Improved Machine Learning Algorithms
The first Machine Learning algorithms are decades old, and some decades-old algorithms remain
incredibly useful. In recent years, however, researchers have discovered many new algorithms that
have greatly sharpened up the field’s cutting-edge. These new algorithms have made Machine Learning
models more flexible, more robust, and more capable of solving different types of problems.

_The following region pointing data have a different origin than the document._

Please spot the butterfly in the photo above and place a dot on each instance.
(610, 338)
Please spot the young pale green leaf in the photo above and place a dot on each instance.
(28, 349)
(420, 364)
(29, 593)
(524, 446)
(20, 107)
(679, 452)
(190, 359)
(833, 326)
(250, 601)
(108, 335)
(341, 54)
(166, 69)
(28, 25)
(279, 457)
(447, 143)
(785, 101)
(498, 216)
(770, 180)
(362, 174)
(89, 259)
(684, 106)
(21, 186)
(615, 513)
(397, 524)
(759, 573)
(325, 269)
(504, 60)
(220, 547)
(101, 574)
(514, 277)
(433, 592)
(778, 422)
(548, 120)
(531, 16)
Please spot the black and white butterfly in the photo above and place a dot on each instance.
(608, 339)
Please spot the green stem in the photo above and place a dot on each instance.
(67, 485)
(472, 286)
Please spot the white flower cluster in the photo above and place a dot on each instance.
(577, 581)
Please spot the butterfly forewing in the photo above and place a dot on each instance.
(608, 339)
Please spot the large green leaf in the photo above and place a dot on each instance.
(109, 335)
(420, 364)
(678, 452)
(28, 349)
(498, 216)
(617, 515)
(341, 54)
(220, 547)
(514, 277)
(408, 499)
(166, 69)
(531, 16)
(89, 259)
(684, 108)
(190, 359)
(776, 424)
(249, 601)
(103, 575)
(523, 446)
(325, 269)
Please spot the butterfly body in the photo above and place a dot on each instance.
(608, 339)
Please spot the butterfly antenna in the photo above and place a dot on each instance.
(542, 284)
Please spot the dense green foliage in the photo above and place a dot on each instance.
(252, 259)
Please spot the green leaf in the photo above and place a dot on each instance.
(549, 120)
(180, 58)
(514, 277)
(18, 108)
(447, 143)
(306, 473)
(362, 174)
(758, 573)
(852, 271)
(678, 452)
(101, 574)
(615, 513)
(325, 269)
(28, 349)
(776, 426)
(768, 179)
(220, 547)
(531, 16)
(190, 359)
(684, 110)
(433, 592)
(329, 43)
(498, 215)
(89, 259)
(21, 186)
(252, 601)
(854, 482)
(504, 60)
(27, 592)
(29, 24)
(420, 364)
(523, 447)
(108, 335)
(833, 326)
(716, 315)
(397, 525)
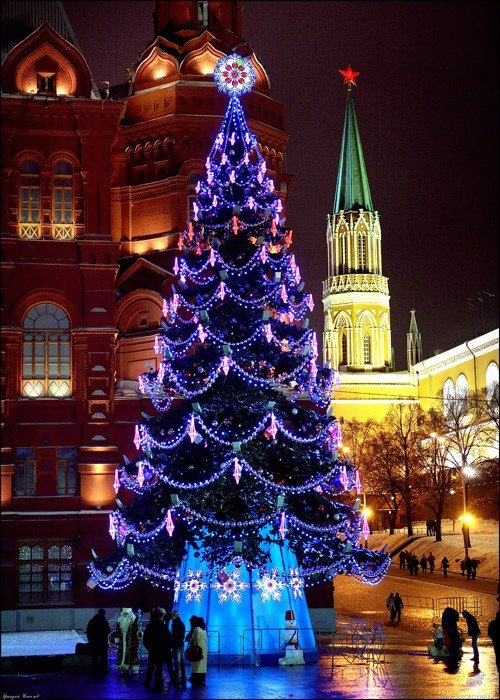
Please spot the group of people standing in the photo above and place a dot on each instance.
(410, 561)
(164, 639)
(469, 566)
(394, 604)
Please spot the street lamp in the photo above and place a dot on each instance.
(452, 493)
(466, 518)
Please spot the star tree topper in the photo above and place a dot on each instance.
(350, 76)
(234, 75)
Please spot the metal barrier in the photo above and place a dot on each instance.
(357, 640)
(474, 604)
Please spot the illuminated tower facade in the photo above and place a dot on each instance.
(357, 336)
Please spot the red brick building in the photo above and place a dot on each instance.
(96, 189)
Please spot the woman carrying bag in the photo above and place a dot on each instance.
(197, 637)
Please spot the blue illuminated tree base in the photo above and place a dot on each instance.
(250, 630)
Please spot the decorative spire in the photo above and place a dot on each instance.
(413, 342)
(353, 191)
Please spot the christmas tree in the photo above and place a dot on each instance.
(239, 490)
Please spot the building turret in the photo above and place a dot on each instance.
(357, 335)
(413, 343)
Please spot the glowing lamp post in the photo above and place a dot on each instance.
(452, 494)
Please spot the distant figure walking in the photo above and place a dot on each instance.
(474, 631)
(155, 642)
(468, 567)
(178, 634)
(449, 623)
(474, 564)
(431, 559)
(198, 635)
(398, 605)
(494, 635)
(98, 631)
(390, 605)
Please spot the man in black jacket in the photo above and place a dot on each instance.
(178, 635)
(474, 631)
(98, 631)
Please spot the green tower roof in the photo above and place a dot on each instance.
(353, 191)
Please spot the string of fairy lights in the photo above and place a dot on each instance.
(238, 313)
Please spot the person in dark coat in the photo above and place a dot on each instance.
(98, 631)
(178, 635)
(398, 605)
(155, 643)
(431, 559)
(494, 635)
(468, 567)
(169, 652)
(474, 631)
(449, 623)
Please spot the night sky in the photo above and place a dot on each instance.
(427, 109)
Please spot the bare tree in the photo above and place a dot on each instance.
(404, 425)
(383, 472)
(436, 478)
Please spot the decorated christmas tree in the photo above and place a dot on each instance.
(241, 499)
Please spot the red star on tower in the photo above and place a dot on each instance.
(349, 76)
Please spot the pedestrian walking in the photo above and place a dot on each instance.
(98, 631)
(474, 631)
(169, 651)
(197, 635)
(155, 642)
(398, 605)
(494, 635)
(389, 604)
(178, 635)
(449, 623)
(432, 560)
(474, 564)
(415, 565)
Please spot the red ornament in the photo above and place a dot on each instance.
(349, 75)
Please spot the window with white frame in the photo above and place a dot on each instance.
(29, 200)
(45, 573)
(462, 393)
(46, 352)
(448, 397)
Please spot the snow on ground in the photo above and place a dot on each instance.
(484, 538)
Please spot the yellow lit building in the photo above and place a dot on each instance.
(357, 331)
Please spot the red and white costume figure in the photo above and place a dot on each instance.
(128, 649)
(294, 656)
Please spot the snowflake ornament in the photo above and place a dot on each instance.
(229, 589)
(194, 585)
(234, 75)
(269, 586)
(296, 582)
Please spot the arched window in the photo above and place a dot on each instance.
(492, 381)
(46, 352)
(367, 349)
(62, 201)
(29, 200)
(462, 394)
(193, 181)
(448, 397)
(343, 341)
(361, 251)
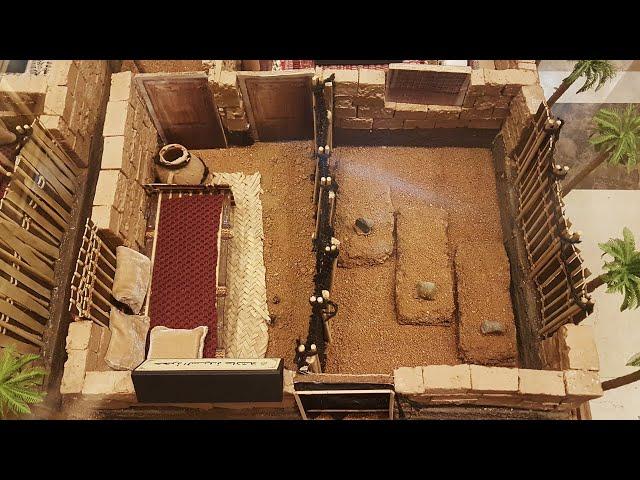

Open-source Code Libraries and Frameworks
The cutting-edge of Machine Learning is not only better than ever, but also more easily available. For
a long time, Machine Learning was a specialized niche within computer science. Developing Machine
Learning systems required a lot of specific expertise and custom software development that made it
out of reach for most organizations. Now, there are many open-source code libraries and developer
tools that allow organisations to use and build upon the work of external communities. As a result, no
team or organization has to start from scratch, and many parts that used to require highly specialised
expertise have been largely automated. The difficulty of developing an AI model has reduced to the
point where even non-experts and beginners can create useful AI tools. In some cases, open-source ML
models can be entirely reused.
TYPES OF MACHINE LEARNING
Like Artificial Intelligence, Machine Learning is also an umbrella term, and there are four different broad
families of Machine Learning algorithms. There are also many different subcategories and combinations
under these four major families, but a good understanding of these four broad families will be sufficient
to understand the techniques used.
The four categories differ based on what
types of data their algorithms can work
with. The important distinction is not
whether the data is audio, images, text, or
numbers. Rather, it is whether or not the
training data is labeled or unlabeled and
how the system receives its data inputs.
The image given illustrates labeled and
unlabeled training data for a classifier of
images of cats and dogs.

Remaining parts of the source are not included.